You can say that Tiktok is destroying our attention spaces, and yet viewers around the world are allocating to see a direct monotonous livestre from a Swedish television station that they have never heard of. Time for the great migration of hawthorn.
For thousands of years, Moose has crossed the River ångerman every spring, traveling in a warm summer habitat. But since 2019, the whole world can look together for three weeks while Sweden’s SVT broadcaster broadcasts its internet migration flow, using over 30 cameras to capture all slow actions.
For the most part, Livestream shows quiet scenes of forests and rivers, and if you are lucky, you can just see a passing wall, without happiness without knowledge of its international superstar. Just just a hawthorn, treading together without care in the world.
Most of the time, the stream is almost silent. Other times, you will hear the gust of wind and birds. Nice nicely, even if you forget that you have left the Livestream tab open on your computer and get jumpscared from a flock of creatures thousands of miles away.

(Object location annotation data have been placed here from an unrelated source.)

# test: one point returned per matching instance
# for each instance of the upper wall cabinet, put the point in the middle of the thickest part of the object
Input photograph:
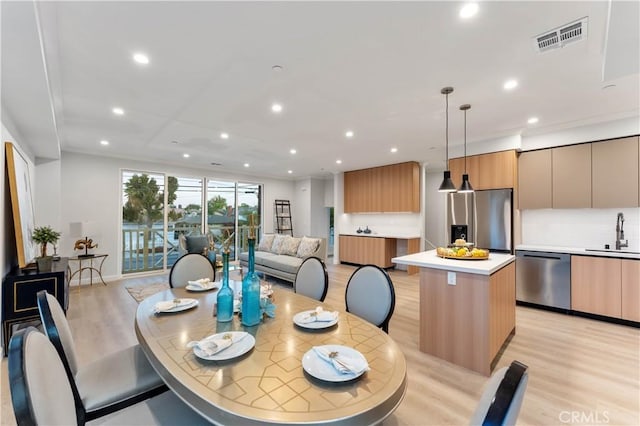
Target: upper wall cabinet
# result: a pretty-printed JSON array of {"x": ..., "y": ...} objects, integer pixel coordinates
[
  {"x": 571, "y": 176},
  {"x": 496, "y": 170},
  {"x": 598, "y": 174},
  {"x": 534, "y": 179},
  {"x": 386, "y": 189},
  {"x": 615, "y": 173}
]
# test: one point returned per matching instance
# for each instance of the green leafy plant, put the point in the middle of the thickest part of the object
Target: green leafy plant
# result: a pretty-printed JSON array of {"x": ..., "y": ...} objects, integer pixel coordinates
[{"x": 44, "y": 235}]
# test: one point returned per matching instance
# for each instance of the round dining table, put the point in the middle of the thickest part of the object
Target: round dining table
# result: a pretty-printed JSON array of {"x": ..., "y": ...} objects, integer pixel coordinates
[{"x": 268, "y": 384}]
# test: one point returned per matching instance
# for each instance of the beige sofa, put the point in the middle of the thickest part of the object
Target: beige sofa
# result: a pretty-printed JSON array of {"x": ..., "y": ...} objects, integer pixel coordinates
[{"x": 280, "y": 256}]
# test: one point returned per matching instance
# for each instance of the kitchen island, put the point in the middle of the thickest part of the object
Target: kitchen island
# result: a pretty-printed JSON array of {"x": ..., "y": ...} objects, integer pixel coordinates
[{"x": 467, "y": 307}]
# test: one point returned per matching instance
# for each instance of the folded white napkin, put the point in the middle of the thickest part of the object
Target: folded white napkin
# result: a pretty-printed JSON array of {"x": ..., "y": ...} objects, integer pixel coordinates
[
  {"x": 319, "y": 315},
  {"x": 342, "y": 363},
  {"x": 201, "y": 283},
  {"x": 213, "y": 344},
  {"x": 168, "y": 305}
]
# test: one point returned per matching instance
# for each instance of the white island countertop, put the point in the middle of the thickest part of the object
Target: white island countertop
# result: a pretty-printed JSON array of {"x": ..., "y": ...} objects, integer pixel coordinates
[
  {"x": 624, "y": 253},
  {"x": 429, "y": 259},
  {"x": 383, "y": 235}
]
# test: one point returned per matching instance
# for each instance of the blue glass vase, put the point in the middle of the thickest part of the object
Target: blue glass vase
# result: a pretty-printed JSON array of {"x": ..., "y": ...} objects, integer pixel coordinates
[
  {"x": 225, "y": 294},
  {"x": 251, "y": 313}
]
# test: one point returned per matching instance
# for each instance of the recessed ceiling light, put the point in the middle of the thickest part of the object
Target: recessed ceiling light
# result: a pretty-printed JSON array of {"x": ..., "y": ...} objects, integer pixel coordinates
[
  {"x": 468, "y": 10},
  {"x": 510, "y": 84},
  {"x": 141, "y": 58}
]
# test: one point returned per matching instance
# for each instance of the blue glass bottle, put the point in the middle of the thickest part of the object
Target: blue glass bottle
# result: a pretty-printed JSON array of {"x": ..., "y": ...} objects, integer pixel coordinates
[
  {"x": 251, "y": 313},
  {"x": 225, "y": 294}
]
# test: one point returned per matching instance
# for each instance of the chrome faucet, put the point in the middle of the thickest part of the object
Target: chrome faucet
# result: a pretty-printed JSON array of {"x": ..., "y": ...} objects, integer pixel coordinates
[{"x": 620, "y": 232}]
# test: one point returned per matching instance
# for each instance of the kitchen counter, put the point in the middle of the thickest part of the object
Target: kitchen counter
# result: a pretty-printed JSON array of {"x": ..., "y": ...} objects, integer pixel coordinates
[
  {"x": 624, "y": 253},
  {"x": 429, "y": 259},
  {"x": 467, "y": 307},
  {"x": 383, "y": 235}
]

While a Swedish student said AP: “I feel at ease, but at the same time I’m like,” Oh, there is a hawthorn. Oh, what if there is a hawthorn? I can’t go to the toilet! “”
Even overnight, the stream continues. Lack of sunlight, be cursed – night vision cameras will make sure to see every last part of the hawthorn content. However, the strict black and white image evokes “Blert magician project” more than National Geographic. But a spooky look of hawthorn is still a look of the bow.
Last year, 9 million viewers allocated to the SVT Moose course. By comparison, the Discovery Channel shark week without more than 22 million viewers in 2023. Considering that SVT is simply transmitting direct sources of nature with a 15 -person staff, this is a very impressive comparison.
What makes this kind of direct lifestyle so convincing is that it is so drastic different from what we are normally exposed online. Your ticketing food shows you a bitten size videos, so suitable for your interests that it is difficult to look away. YouTubers strictly edit their videos to keep us engaged as long as possible.
But Moose doesn’t want anything from us. They don’t even know that we are here, cheering them.